Abayomi Olarinmoye is the Senior Partner, Real Sector at Verraki. In this interview she called for immediate removal of financial barriers preventing access to universal healthcare. She also recommended technology innovation and training for health workers as measures to improving health outcomes in Nigeria. Emma Okonji brings excerpts:
What is your take on the state of the Nigerian health sector?
According to the World Health Organisation (WHO), Nigeria has one healthcare worker to 2,753 people, whereas the WHO recommends one to 1000 citizens. Per facilities, we have one facility (whether a basic healthcare hospital or a teaching hospital) to 4943 Nigerians. If we look at life expectancy, we see a similar trend; life expectancy in Nigeria is 55.2 years; the African average is 61 years. Access to healthcare is also limited; we have five hospital beds per 10,000 populations in Nigeria. Most hospitals are in urban areas, impacting access in rural areas. Where primary healthcare in rural areas is characterised by insufficient hospitals and health workers, this becomes a challenge.
In terms of affordability, 40 per cent of the population live below the poverty line and cannot afford healthcare. This impacts our healthcare spending per capita as one of the lowest.
How does healthcare in Nigeria compare with other sub-Saharan African nations?
Not as well as one would like. Namibia, for instance, has 27 beds per 10,000 of population, South Africa has 23, and Ghana has nine per 10,000. We have five. Based on publicly available WHO health indices for Africa, Namibia, South Africa, and even Ghana appear to be faring better than us. When you look at healthcare financing across sub-Saharan Africa, Nigeria is one of the places where people spend the most money out of their pockets for their healthcare, as high as 70 per cent; that means what you put down for your healthcare is more than what the government pays or your health insurer (if you have one), pays on your behalf. In other sub-Saharan Africa countries, the average is 34.5 per cent. This out-of-pocket cost drops down to 13.84 per cent in Organisation for Economic Co-operation and Development (OECD) countries and other advanced nations.
However, there has been progress, compared with 10 or 15 years ago; improvements are especially notable for infectious disease interventions and, to a lesser extent, for reproductive, maternal, and child health services but there is still a lot that needs to be done to move the needle.
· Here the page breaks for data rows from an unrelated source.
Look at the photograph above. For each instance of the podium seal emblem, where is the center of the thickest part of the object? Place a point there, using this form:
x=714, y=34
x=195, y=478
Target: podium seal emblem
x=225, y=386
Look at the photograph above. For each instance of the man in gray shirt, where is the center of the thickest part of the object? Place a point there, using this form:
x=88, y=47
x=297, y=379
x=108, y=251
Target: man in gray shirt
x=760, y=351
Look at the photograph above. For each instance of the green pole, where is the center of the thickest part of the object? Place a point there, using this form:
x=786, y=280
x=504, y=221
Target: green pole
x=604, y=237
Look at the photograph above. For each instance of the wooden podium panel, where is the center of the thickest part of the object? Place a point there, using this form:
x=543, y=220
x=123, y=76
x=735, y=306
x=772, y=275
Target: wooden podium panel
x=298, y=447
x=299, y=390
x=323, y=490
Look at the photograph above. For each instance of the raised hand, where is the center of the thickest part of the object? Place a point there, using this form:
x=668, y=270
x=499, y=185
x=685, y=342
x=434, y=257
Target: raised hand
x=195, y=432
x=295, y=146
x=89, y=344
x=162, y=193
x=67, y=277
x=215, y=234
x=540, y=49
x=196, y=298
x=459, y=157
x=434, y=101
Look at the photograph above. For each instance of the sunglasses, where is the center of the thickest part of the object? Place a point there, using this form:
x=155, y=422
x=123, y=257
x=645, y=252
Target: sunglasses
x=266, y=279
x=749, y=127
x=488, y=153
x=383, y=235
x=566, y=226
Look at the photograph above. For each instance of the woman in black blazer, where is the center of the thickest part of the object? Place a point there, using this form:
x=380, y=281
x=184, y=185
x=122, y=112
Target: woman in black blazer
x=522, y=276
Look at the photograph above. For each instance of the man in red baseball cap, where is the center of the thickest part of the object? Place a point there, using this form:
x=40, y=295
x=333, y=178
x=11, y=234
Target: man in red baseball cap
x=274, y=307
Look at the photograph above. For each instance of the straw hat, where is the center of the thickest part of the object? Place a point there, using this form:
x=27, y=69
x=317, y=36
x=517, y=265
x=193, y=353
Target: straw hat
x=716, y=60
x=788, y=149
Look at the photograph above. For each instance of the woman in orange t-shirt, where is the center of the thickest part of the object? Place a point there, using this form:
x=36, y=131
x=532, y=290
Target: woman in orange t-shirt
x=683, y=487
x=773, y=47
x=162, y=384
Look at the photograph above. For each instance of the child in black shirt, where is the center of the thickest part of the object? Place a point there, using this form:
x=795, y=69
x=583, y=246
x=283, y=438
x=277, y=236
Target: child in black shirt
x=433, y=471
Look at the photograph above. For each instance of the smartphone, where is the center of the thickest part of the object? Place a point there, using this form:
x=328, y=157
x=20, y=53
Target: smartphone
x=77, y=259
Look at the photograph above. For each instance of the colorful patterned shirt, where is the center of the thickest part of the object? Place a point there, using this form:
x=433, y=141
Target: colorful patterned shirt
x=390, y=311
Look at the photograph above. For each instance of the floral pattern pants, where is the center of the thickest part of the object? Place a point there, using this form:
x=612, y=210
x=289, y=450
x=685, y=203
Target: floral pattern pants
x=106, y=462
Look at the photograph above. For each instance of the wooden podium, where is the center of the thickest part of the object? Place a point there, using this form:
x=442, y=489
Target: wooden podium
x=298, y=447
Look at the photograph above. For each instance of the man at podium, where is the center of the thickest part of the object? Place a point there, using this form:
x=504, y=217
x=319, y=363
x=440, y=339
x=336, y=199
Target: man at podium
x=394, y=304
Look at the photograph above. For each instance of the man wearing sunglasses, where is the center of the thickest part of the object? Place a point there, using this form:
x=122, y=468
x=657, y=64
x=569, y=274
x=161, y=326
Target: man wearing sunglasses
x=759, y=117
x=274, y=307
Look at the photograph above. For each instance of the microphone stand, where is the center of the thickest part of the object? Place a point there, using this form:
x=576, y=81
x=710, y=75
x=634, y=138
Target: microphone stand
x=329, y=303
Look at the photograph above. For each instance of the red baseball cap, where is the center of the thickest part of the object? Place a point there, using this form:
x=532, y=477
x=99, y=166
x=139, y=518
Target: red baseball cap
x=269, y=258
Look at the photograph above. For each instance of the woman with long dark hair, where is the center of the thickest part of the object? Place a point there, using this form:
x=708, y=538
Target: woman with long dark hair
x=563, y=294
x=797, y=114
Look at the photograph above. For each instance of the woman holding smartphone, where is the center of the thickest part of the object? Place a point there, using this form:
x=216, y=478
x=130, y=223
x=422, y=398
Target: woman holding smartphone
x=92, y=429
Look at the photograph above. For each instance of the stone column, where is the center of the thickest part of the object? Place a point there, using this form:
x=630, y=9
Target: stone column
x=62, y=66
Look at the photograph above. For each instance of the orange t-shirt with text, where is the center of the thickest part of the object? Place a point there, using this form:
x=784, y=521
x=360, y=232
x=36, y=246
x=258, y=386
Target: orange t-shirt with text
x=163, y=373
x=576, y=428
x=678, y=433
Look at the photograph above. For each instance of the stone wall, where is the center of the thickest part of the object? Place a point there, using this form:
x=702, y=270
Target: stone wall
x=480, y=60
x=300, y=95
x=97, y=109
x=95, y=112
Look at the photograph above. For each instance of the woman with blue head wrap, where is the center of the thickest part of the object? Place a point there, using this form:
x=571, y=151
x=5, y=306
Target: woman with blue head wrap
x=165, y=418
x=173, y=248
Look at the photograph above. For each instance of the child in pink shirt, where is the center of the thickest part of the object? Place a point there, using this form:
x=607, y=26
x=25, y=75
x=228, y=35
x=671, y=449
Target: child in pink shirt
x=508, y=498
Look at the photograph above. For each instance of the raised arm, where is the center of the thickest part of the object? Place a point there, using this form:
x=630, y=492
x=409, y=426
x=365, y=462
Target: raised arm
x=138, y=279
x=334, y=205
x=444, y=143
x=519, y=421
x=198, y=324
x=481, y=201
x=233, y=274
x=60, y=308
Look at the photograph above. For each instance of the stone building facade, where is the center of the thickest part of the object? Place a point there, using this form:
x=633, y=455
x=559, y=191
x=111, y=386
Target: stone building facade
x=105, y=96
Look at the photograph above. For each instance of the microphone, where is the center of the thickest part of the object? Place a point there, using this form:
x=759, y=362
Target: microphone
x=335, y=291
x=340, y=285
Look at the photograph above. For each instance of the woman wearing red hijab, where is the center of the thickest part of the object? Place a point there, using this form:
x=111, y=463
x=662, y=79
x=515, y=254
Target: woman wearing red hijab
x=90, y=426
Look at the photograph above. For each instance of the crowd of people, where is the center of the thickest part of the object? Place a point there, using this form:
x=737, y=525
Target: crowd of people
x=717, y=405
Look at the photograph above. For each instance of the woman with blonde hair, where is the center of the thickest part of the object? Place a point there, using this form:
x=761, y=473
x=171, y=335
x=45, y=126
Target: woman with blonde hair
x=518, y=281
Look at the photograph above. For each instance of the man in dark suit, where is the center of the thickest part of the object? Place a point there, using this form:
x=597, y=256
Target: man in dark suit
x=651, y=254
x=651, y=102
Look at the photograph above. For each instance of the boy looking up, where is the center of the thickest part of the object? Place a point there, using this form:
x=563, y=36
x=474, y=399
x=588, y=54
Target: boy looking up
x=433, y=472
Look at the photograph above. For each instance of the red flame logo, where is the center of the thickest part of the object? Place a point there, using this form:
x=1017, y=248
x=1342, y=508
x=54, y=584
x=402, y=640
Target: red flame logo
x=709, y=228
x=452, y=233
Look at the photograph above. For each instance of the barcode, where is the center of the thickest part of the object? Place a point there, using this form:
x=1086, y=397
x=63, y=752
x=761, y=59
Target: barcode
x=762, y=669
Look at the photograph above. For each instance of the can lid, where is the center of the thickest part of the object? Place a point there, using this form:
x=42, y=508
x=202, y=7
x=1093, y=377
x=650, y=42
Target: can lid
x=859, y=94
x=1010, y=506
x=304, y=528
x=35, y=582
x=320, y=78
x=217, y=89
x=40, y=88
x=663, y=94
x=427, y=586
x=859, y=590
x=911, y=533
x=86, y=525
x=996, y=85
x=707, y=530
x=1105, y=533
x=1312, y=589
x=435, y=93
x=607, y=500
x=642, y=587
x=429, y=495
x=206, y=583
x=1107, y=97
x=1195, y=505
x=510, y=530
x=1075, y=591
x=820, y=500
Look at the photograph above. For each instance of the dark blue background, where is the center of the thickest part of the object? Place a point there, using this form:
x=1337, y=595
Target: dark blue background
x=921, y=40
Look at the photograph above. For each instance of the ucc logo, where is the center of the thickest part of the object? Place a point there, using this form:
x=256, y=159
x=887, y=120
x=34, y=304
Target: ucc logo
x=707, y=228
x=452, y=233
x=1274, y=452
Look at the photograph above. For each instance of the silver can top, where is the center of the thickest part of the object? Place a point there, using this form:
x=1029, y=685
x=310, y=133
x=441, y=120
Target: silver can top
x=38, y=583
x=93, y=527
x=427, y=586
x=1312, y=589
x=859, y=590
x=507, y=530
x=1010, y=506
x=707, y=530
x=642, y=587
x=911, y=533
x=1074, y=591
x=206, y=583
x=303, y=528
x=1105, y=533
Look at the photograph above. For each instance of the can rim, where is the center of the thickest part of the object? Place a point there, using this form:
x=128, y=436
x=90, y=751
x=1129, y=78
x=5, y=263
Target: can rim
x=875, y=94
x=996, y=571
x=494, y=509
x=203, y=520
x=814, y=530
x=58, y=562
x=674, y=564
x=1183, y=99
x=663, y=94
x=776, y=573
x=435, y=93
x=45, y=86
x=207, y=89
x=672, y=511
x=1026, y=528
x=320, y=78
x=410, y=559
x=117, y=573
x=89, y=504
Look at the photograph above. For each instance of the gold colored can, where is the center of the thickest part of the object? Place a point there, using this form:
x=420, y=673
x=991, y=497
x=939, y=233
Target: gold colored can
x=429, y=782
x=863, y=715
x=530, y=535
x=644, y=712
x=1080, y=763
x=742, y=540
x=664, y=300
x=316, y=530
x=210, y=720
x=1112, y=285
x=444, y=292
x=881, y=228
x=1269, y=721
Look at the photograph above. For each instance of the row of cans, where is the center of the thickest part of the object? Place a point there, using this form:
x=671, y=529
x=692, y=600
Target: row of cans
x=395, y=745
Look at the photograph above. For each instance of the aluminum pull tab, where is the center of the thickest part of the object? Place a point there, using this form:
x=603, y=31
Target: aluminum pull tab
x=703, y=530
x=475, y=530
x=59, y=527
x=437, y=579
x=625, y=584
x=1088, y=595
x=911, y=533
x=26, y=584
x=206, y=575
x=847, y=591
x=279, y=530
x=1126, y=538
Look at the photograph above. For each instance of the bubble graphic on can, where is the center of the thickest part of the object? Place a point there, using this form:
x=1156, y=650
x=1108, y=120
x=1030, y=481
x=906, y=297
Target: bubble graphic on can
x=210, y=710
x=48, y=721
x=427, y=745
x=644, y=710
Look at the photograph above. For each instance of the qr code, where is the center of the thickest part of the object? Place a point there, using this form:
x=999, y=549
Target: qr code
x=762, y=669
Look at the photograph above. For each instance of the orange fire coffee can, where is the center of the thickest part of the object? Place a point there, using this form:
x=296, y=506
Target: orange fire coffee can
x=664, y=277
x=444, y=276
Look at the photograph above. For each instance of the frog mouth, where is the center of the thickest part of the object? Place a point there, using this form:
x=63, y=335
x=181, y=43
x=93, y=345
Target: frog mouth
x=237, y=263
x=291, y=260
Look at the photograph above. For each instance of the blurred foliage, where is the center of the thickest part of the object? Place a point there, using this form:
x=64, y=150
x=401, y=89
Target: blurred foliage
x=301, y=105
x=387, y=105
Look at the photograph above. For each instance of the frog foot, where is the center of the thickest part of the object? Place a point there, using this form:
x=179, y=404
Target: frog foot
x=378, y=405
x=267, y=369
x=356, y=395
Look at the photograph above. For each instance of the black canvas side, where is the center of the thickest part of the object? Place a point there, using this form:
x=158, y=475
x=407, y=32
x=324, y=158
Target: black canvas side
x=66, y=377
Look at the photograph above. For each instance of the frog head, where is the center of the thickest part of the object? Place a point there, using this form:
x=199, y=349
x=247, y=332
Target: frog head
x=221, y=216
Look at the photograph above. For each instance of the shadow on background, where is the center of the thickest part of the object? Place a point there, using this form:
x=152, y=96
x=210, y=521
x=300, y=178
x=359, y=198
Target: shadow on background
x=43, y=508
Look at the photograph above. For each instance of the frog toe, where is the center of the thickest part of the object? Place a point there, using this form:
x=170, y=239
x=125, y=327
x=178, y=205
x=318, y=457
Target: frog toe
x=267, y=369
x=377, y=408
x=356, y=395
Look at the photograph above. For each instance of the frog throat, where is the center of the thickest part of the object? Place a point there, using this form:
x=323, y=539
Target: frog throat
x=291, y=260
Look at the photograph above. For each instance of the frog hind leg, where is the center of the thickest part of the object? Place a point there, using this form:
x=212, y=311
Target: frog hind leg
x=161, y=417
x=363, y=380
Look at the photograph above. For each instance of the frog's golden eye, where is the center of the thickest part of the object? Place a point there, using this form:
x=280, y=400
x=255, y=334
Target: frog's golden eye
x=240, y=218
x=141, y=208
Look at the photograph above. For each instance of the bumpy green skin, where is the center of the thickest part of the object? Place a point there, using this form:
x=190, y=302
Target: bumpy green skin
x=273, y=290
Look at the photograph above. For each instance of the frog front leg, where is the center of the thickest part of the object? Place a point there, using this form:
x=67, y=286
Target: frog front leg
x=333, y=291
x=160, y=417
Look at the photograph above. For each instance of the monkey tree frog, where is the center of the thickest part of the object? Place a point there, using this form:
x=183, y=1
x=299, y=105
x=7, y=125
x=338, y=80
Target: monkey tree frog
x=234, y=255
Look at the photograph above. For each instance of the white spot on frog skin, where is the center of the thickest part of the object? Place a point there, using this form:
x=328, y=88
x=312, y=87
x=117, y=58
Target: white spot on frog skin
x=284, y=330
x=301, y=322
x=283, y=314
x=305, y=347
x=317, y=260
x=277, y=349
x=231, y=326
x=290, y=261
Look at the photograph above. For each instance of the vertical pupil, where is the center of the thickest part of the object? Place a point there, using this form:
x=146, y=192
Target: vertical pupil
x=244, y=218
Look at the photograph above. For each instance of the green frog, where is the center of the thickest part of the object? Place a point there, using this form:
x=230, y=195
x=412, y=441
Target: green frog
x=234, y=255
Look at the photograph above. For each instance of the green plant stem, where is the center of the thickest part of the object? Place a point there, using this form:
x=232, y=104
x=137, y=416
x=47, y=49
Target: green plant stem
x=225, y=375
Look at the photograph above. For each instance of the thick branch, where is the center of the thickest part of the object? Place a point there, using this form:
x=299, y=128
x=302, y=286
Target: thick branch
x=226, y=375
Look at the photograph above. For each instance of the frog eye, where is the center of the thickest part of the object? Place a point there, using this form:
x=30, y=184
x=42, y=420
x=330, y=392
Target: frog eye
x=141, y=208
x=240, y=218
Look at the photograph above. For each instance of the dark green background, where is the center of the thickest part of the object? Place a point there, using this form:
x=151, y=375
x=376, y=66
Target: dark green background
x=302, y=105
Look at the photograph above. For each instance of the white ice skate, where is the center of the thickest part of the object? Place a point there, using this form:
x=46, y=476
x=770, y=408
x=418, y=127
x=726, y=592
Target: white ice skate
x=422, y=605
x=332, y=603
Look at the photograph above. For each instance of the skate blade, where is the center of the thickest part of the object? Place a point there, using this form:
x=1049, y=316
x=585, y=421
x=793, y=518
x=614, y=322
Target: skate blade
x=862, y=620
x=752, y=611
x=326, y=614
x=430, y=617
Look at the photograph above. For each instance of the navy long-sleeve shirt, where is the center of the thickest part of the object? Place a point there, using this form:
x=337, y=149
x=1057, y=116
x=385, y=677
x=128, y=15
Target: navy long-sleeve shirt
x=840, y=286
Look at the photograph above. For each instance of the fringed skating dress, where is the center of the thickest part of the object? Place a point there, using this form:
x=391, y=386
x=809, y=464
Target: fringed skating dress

What are the key challenges facing healthcare in Nigeria, especially those that can be tackled now?
There are several challenges; the unavailability of healthcare facilities is one. We have 33,303 general hospitals with 20 000+ primary healthcare centres but we need more primary or basic medical outposts or facilities which are the first line of contact for many patients. We have 59 teaching hospitals and federal medical centres in Nigeria averaging less than 1.5 tertiary care centres per state.
Another has to do with the inadequate number of skilled health workers. For example, the proportion of births in Nigeria that are attended to by skilled health personnel; a midwife, nurse, or doctor is just 43 per cent; implying that over half of deliveries in Nigeria do not have a skilled health personnel present.
86 per cent of the hospitals in Nigeria are focused on primary healthcare, which is good but we also need to equip our healthcare system to treat the increasingly sophisticated diseases that more Nigerians now have due to our changing lifestyles. Many private hospitals even in the urban centres, are focused on primary healthcare; but are ill-equipped to offer secondary or tertiary services. We have limited hospitals in Nigeria that have modern cancer care machines, or renal care, or critical care facilities that can provide 24/7 life support.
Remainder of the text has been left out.